What will you be serving for breakfast on Halloween? Will you be having some fun with your Halloween breakfast?
If you haven’t decided yet, I have an idea for you. It’s Bloody Pancakes! More specifically, it’s buttermilk pancakes topped with blood…ok, ok, it’s not blood…it’s “chocolate covered strawberry” syrup! Oh yea!
I don’t know about you but I like to make something fun for Halloween breakfast. Last year, it was only “OK.” I made some pumpkin shaped, pumpkin pancakes and egg-white ghosts. They thought it was cute, not scary, creepy or fun….just “cute.”
I wanted to make something MUCH more fun this year! I went with fun and creepy… BLOOD….
Bloody pancakes to be exact. They are just soft and fluffy buttermilk pancakes but the topping is everything. (They are topped with blood! I took out a little too much …. had to pump some back…)
I’m just kidding, it’s NOT real blood. It’s actually “chocolate covered strawberry” syrup.
I used some frozen strawberries in their own juice to make the syrup. (You can use fresh strawberries of course, my store was completely out of fresh strawberries for some reason.) I added some cornstarch to make the strawberry syrup thicker and gooey-er, like blood.

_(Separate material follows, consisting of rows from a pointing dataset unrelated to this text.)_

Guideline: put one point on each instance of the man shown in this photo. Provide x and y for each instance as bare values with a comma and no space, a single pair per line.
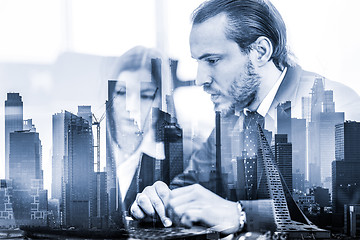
243,62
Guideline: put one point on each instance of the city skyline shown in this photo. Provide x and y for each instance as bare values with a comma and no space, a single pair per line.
42,92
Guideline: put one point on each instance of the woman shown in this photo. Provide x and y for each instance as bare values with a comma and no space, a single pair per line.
131,122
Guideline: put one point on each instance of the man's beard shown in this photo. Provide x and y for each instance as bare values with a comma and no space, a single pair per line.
242,92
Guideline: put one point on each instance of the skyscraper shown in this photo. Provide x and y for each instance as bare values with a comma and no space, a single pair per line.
322,133
13,122
85,113
298,132
283,157
345,170
284,119
288,217
73,169
78,172
25,158
29,198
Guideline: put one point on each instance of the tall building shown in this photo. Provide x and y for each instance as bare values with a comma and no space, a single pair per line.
59,134
13,122
284,119
7,219
110,161
25,158
73,154
288,217
282,151
298,132
170,133
85,113
345,169
327,123
322,134
77,174
29,199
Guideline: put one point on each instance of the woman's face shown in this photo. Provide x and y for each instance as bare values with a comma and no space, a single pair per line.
133,99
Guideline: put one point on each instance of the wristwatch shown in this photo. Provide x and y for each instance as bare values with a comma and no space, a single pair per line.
242,217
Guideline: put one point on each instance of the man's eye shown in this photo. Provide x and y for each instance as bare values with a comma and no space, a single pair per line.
121,92
212,60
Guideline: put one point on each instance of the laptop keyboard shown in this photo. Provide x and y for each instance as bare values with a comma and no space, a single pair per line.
171,233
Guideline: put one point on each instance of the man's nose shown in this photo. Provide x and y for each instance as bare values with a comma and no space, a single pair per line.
203,76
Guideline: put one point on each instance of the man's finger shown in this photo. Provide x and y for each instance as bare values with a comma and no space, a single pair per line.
144,202
163,192
183,190
190,216
180,199
157,203
136,211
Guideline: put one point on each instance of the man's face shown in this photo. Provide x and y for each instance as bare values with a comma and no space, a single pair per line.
223,69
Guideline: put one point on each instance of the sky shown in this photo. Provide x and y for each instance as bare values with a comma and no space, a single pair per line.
49,51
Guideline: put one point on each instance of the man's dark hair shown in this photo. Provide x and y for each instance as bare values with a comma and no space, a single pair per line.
248,20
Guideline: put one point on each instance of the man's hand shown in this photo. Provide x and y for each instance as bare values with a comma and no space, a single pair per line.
152,201
194,203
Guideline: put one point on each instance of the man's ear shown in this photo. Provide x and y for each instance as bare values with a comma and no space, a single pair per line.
262,50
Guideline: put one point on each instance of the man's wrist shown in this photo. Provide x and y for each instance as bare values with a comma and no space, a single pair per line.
241,217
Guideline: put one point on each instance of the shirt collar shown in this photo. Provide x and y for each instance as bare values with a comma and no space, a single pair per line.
268,100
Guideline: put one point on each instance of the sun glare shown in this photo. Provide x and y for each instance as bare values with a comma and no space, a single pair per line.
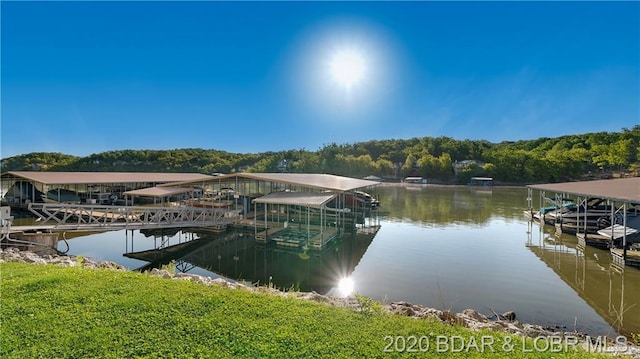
347,67
345,287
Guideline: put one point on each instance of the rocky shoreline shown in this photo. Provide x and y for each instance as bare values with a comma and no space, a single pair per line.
468,318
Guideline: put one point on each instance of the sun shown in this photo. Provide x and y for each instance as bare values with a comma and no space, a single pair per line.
345,286
347,67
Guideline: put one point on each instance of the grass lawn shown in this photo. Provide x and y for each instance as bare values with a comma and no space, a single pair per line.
72,312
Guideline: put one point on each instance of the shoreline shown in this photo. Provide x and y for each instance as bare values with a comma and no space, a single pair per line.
468,318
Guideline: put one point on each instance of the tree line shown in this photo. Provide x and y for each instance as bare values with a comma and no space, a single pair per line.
442,159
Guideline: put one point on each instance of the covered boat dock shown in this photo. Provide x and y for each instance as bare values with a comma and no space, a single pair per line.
623,199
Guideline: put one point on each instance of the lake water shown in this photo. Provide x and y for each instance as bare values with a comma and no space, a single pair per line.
448,247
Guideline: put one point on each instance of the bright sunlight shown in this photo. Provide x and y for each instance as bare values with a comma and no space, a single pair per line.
345,287
347,67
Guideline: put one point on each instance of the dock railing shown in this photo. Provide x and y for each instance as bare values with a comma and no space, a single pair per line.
92,216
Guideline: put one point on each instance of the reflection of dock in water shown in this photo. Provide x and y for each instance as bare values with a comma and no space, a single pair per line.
611,290
236,255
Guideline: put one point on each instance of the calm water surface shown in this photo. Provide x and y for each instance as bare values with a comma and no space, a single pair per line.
443,247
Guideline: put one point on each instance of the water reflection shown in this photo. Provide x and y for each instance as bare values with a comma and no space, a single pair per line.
237,256
443,247
592,274
445,205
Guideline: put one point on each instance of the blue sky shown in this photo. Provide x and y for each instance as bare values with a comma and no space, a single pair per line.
87,77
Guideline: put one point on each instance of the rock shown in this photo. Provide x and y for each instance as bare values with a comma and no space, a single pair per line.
162,273
475,315
510,316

Now the problem is the color.
Blood is not pinkish red like strawberries. But I solved the problem! CHOCOLATE is perfect to make the syrup dark red and it’s a perfect flavor addition to strawberry!
- Buttermilk Pancakes:
- 1½ cups flour
- 3 tbs sugar
- ½ tsp cinnamon
- 1 tsp baking powder
- ½ tsp baking soda
- ½ tsp salt
- 4 oz melted unsalted butter
- 2 eggs, room temperature
- 1 tsp vanilla extract
- 1¼ cups buttermilk
- "Bloody" Chocolate Covered Strawberry Syrup:
- 16 oz container of frozen strawberries in their own juice (defrosted)
- ½ cup sugar
- 2 tbs corn starch
- 1 tsp vanilla extract
- Chocolate syrup (about 2-3 tbs)
- Whisk you wet pancake ingredients until combined. Whisk in your dry ingredients and let the batter stand for about 10 minutes. This is a good time to preheat your cooking pan. Cook the pancakes, in your preheated pan, for about a minute or two on each side. Check the pancakes by pressing lightly in the center, if its firm the pancakes are done.
- Mix cornstarch and sugar until combined. In a medium sauce pot, add the strawberries with the juice (still cold) and sprinkle with the sugar mixture. Mix well until all evenly combined.
- Cook on medium heat for about 10 minutes.
- Using a hand blender, blend the strawberries into puree (or run it through food processor). Strain the mixture through a fine strainer to remove as much seeds as possible.
- Mix in the chocolate syrup slowly, while stirring, until the desired color is reached.